Ecclesiastes 11:1 “Cast your bread upon the waters, for you will find it after many days.”
A colleague recently gave me a copy of a letter C.S. Lewis wrote in response to someone admiring his work. “It is always cheering to know one’s bottle with a message in it has found land.” I couldn’t help but think, what an apt description for those who write! We put our words in bottles of books or blogs, and in faith pray our communiqué finds fertile soil. But “bottles” come in as many shapes and sizes as the messages they contain…
Musicians compose their opuses; photographers snatch life glimpses; painters make a blank canvas come alive. Beyond artists, mothers and fathers train children. Teachers impart their expertise; contractors bid jobs; preachers deliver sermons. All hope their message will “land.”
Yet, isn’t each individual life a message in a bottle? We have been cast from our mothers’ wombs, custom-made, to tell a unique story. Yours. Mine. No matter how far the culture trends, our lives cannot be squeezed into a hash tag. We were made for so much more. What we do with our message matters.

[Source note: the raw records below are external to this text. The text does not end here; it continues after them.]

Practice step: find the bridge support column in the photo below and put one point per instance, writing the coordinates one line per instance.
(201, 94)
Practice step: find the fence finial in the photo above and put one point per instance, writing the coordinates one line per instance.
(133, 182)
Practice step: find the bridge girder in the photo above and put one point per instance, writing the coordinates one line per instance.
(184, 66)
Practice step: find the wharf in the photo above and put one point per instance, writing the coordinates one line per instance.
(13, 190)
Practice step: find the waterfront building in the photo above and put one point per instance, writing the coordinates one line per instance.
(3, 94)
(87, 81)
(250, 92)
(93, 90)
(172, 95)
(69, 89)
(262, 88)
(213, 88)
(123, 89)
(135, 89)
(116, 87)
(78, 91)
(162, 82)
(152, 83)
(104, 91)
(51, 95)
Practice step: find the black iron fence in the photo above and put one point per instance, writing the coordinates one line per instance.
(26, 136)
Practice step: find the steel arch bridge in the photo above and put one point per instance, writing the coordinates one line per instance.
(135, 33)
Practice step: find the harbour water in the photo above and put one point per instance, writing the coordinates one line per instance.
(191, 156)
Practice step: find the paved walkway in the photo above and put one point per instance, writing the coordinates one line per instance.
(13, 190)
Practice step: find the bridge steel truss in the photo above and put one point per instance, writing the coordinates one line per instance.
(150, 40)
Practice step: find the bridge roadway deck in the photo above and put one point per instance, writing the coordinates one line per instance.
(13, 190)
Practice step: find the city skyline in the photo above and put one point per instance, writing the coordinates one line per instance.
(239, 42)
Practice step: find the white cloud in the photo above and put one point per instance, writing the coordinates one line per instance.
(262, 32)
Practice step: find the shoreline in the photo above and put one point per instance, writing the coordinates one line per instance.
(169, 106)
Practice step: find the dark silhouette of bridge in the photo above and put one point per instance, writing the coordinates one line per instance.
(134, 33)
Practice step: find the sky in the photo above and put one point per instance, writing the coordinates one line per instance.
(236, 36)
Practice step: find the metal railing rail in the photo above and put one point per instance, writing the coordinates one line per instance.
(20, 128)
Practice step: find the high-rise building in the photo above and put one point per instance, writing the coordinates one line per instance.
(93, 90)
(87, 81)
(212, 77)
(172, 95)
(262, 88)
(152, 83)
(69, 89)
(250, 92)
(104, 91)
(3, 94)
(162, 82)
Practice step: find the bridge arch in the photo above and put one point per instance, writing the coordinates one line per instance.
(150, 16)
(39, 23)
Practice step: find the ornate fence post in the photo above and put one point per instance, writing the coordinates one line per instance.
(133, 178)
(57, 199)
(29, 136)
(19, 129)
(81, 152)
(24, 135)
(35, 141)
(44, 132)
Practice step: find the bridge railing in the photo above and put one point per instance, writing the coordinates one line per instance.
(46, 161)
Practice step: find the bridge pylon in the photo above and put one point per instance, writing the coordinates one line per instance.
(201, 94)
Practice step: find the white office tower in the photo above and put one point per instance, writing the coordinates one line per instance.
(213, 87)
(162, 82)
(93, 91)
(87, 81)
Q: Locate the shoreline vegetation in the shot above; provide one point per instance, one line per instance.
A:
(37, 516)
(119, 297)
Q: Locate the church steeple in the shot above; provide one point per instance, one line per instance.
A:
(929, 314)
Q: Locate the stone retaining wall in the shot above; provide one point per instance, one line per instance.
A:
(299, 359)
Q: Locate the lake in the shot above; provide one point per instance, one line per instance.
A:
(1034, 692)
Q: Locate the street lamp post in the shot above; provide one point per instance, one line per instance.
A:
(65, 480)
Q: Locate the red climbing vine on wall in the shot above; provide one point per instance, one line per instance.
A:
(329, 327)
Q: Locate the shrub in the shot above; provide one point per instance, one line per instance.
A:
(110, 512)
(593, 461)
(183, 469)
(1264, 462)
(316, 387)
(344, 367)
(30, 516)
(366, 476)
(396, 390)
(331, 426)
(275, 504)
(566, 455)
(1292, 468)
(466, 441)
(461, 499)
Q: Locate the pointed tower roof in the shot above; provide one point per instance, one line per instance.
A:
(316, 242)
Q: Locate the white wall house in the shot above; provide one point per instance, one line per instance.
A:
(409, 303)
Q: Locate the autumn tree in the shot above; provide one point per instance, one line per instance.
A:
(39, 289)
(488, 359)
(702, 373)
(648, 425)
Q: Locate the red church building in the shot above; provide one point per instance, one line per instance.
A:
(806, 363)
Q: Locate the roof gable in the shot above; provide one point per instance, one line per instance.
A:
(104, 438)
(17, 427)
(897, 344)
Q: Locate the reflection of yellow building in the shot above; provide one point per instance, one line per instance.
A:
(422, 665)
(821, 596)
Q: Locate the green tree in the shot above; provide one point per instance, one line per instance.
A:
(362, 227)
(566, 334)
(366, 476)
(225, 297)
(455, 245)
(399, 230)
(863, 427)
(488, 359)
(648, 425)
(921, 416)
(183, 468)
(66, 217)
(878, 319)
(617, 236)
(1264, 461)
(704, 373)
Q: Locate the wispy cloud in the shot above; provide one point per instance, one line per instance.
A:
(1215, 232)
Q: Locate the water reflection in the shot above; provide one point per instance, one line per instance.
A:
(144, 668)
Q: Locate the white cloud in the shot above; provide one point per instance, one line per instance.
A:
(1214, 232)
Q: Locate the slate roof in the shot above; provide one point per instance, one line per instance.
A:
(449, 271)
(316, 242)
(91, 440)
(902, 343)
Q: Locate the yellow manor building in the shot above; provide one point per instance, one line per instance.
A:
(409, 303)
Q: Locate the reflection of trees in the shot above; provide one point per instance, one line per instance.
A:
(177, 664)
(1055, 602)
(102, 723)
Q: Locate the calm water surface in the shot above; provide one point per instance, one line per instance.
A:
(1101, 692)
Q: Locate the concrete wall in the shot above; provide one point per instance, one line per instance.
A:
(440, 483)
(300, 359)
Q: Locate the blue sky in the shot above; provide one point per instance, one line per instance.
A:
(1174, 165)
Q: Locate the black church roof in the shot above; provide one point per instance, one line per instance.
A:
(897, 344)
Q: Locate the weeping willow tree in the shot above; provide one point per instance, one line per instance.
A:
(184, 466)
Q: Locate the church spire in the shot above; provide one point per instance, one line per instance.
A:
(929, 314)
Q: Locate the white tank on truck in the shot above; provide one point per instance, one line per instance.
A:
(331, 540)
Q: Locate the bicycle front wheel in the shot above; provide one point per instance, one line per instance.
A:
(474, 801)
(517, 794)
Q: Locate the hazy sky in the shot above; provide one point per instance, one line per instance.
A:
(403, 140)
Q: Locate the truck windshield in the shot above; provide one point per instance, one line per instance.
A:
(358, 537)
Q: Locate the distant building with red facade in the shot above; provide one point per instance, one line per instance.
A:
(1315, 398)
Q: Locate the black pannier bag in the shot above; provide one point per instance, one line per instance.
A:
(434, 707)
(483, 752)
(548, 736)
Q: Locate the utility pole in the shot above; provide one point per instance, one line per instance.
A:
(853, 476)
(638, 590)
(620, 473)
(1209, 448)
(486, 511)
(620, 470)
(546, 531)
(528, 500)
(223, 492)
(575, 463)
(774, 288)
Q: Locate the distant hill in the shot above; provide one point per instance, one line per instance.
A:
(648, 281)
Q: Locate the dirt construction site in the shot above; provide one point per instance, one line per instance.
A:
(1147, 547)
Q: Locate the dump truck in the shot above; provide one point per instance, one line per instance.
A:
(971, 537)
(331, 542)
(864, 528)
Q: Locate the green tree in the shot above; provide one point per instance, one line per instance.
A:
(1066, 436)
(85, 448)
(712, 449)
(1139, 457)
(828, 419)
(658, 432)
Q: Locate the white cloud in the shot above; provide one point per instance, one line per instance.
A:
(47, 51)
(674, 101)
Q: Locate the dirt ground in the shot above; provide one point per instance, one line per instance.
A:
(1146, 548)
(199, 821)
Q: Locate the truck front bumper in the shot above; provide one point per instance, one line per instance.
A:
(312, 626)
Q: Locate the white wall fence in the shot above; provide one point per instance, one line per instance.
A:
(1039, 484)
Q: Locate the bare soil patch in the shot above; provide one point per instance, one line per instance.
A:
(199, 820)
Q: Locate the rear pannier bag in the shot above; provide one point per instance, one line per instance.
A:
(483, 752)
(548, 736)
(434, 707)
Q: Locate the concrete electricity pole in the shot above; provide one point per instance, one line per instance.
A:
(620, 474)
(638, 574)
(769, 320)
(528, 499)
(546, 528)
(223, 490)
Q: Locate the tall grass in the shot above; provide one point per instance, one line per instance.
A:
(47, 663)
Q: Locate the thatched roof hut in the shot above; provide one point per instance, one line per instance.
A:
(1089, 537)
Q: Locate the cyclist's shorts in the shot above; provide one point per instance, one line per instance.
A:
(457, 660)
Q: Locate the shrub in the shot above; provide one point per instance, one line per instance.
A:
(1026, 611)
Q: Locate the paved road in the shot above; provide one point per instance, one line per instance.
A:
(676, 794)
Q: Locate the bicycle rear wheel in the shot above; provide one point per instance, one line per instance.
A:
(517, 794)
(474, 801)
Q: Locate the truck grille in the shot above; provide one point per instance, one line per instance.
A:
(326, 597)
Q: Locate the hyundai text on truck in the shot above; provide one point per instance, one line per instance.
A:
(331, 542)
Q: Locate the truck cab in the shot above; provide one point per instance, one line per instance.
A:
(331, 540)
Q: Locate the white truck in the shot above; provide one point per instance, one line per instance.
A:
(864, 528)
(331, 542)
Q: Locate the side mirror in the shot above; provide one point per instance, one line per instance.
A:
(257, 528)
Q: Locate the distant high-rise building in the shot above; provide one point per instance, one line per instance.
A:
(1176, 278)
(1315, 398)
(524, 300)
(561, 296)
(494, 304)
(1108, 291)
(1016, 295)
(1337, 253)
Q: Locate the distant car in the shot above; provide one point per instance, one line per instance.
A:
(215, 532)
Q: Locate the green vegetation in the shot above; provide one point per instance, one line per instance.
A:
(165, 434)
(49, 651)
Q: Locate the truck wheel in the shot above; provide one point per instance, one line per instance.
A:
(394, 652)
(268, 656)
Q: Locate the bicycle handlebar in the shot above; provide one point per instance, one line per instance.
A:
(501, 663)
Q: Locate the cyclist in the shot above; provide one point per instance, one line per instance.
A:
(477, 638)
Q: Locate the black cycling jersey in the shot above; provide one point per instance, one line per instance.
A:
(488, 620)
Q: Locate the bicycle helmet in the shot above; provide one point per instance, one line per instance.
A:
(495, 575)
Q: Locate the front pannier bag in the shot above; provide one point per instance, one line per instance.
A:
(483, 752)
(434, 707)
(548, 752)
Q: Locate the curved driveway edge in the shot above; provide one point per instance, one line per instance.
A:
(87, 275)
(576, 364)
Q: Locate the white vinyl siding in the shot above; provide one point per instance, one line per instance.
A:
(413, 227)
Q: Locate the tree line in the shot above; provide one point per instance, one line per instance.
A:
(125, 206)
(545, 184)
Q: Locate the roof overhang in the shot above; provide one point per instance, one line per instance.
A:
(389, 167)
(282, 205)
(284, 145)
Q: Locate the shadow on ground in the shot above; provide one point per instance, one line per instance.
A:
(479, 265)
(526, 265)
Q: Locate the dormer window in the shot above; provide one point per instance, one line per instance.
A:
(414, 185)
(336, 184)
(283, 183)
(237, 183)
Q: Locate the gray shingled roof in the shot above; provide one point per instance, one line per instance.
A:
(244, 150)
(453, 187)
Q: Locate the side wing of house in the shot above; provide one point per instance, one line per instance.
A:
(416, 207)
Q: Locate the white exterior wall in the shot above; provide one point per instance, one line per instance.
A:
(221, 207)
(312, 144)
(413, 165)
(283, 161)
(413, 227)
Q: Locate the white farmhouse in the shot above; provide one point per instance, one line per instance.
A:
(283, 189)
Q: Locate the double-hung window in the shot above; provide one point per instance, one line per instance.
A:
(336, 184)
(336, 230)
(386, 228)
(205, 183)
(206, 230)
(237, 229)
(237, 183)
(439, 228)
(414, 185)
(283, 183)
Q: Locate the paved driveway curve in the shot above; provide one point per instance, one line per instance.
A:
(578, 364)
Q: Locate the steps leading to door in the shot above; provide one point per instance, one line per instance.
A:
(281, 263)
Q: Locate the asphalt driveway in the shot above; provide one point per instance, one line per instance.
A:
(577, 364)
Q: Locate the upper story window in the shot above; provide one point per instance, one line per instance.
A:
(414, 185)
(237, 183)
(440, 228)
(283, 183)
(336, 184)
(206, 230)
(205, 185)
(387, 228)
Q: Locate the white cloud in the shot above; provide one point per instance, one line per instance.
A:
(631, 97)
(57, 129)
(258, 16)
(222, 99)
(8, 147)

Don’t be deceived into thinking your life is insignificant.
The power of your story—your bottled message—cannot be measured by man’s estimation of meaning. Paul said, “I care very little if I am judged by you or by any human court; indeed, I do not even judge myself” (I Corinthians 4:31). He knew his job was to live up to what he had already attained and keep pressing on, writing his story, taking hold of the purpose for which the Lord had taken hold of him, engaging till his dying breath (Philippians 3:12-16). He exhorts us to do the same.
God has created you with purpose. Max Lucado writes, “The Amazon River out of which a thousand fears flow [is] do we matter? We fear we don’t.” My friend, be assured that you do matter. You matter more to God than you can possibly imagine. Don’t shrink back from letting him form the message he has designed for you to send. Cast it out in faith, and when it returns after many days….
You will find it to be, in Lewis’ words, quite “cheering.”